Muto is also a senior researcher at RISE in Sweden.
She is a frequent commentator on the question of impact of standards on the environment.

==Advocacy work==
Muto joined OpenForum Europe in 2007.
She was advocating for open standards in the context of the Microsoft antitrust case in 2008.

In 2016, Muto became the CEO of OpenForum Europe, replacing the founder Graham Taylor.

In her role, she argued for focusing investment in Europe on open source software to preserve the competitiveness of the continent.

In 2022, Muto welcomed the creation of Linux Foundation Europe, to reinforce the advocates of open source in the EU.
She put forward the importance of open source in fostering a culture of collaboration in Europe. According to Muto, investment in open source software would contribute to more growth and could put Europe in a leadership position.

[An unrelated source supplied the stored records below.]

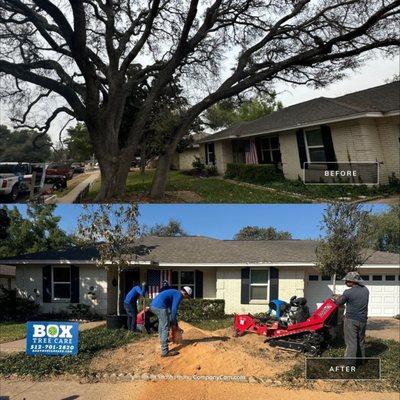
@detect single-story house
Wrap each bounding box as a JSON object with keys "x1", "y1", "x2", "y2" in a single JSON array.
[
  {"x1": 199, "y1": 81, "x2": 400, "y2": 183},
  {"x1": 1, "y1": 236, "x2": 400, "y2": 317},
  {"x1": 0, "y1": 265, "x2": 15, "y2": 289}
]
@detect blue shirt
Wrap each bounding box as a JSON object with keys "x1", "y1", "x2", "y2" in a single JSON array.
[
  {"x1": 124, "y1": 285, "x2": 145, "y2": 304},
  {"x1": 151, "y1": 289, "x2": 183, "y2": 322}
]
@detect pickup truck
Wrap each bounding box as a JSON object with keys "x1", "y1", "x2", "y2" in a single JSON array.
[
  {"x1": 46, "y1": 163, "x2": 74, "y2": 180},
  {"x1": 0, "y1": 162, "x2": 32, "y2": 202}
]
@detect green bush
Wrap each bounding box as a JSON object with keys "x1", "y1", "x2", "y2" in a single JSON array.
[
  {"x1": 146, "y1": 299, "x2": 226, "y2": 322},
  {"x1": 225, "y1": 164, "x2": 285, "y2": 185}
]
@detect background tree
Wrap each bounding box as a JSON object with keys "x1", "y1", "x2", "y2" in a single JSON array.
[
  {"x1": 0, "y1": 205, "x2": 70, "y2": 257},
  {"x1": 203, "y1": 92, "x2": 283, "y2": 129},
  {"x1": 316, "y1": 203, "x2": 372, "y2": 293},
  {"x1": 234, "y1": 226, "x2": 292, "y2": 240},
  {"x1": 144, "y1": 219, "x2": 189, "y2": 237},
  {"x1": 0, "y1": 125, "x2": 52, "y2": 162},
  {"x1": 64, "y1": 123, "x2": 93, "y2": 162},
  {"x1": 0, "y1": 0, "x2": 400, "y2": 200},
  {"x1": 369, "y1": 204, "x2": 400, "y2": 253},
  {"x1": 76, "y1": 204, "x2": 147, "y2": 315}
]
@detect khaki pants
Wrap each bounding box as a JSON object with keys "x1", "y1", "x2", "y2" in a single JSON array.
[{"x1": 344, "y1": 318, "x2": 367, "y2": 358}]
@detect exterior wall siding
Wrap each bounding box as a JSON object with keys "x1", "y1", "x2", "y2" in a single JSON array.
[{"x1": 16, "y1": 265, "x2": 107, "y2": 314}]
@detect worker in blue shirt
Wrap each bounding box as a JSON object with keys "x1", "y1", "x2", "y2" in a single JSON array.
[
  {"x1": 124, "y1": 282, "x2": 146, "y2": 332},
  {"x1": 150, "y1": 286, "x2": 192, "y2": 357}
]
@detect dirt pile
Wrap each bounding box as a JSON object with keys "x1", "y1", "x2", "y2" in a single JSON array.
[{"x1": 91, "y1": 322, "x2": 296, "y2": 377}]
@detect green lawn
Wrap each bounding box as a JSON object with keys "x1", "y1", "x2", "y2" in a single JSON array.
[
  {"x1": 0, "y1": 322, "x2": 26, "y2": 343},
  {"x1": 190, "y1": 315, "x2": 233, "y2": 331},
  {"x1": 85, "y1": 171, "x2": 308, "y2": 203},
  {"x1": 0, "y1": 327, "x2": 141, "y2": 379}
]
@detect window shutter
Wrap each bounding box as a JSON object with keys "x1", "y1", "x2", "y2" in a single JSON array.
[
  {"x1": 321, "y1": 125, "x2": 337, "y2": 170},
  {"x1": 240, "y1": 267, "x2": 250, "y2": 304},
  {"x1": 204, "y1": 143, "x2": 208, "y2": 165},
  {"x1": 269, "y1": 267, "x2": 279, "y2": 301},
  {"x1": 42, "y1": 265, "x2": 52, "y2": 303},
  {"x1": 71, "y1": 265, "x2": 79, "y2": 303},
  {"x1": 296, "y1": 129, "x2": 307, "y2": 169},
  {"x1": 194, "y1": 269, "x2": 203, "y2": 299}
]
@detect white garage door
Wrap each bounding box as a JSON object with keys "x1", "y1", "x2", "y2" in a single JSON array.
[{"x1": 305, "y1": 273, "x2": 400, "y2": 317}]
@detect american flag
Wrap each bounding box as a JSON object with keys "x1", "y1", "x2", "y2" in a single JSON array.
[
  {"x1": 244, "y1": 139, "x2": 258, "y2": 164},
  {"x1": 147, "y1": 269, "x2": 172, "y2": 299}
]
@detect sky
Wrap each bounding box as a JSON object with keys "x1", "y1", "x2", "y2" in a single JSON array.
[{"x1": 10, "y1": 204, "x2": 387, "y2": 239}]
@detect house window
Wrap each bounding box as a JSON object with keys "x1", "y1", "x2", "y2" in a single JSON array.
[
  {"x1": 52, "y1": 267, "x2": 71, "y2": 301},
  {"x1": 171, "y1": 271, "x2": 195, "y2": 297},
  {"x1": 205, "y1": 143, "x2": 215, "y2": 165},
  {"x1": 250, "y1": 269, "x2": 268, "y2": 301},
  {"x1": 260, "y1": 136, "x2": 281, "y2": 164},
  {"x1": 304, "y1": 128, "x2": 326, "y2": 162}
]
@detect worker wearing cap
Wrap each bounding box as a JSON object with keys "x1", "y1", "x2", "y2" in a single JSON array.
[
  {"x1": 335, "y1": 271, "x2": 369, "y2": 359},
  {"x1": 150, "y1": 286, "x2": 192, "y2": 357},
  {"x1": 124, "y1": 282, "x2": 146, "y2": 332}
]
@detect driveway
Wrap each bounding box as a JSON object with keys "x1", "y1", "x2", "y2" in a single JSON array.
[{"x1": 366, "y1": 318, "x2": 400, "y2": 342}]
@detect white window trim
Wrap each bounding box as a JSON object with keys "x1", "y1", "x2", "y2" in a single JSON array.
[
  {"x1": 260, "y1": 136, "x2": 281, "y2": 164},
  {"x1": 249, "y1": 267, "x2": 270, "y2": 304},
  {"x1": 51, "y1": 265, "x2": 71, "y2": 303},
  {"x1": 304, "y1": 127, "x2": 326, "y2": 163},
  {"x1": 171, "y1": 269, "x2": 196, "y2": 299}
]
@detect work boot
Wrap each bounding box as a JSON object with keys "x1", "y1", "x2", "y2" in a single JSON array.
[{"x1": 161, "y1": 350, "x2": 179, "y2": 357}]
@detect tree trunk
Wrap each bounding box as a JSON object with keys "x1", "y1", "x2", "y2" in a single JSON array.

Muto in particular called on the European Commission to assume a more assertive role in coordinating the efforts to develop open source.
From the perspective of users Muto, expressed concerns about privacy that would be best ensured through open source.

Muto is a board member of the open-source content management system (CMS) Drupal.

==Personal life==
Muto lived in Belgium and the UK. She lived for five years in Cupertino, US before returning to Belgium in 2016 together with her family.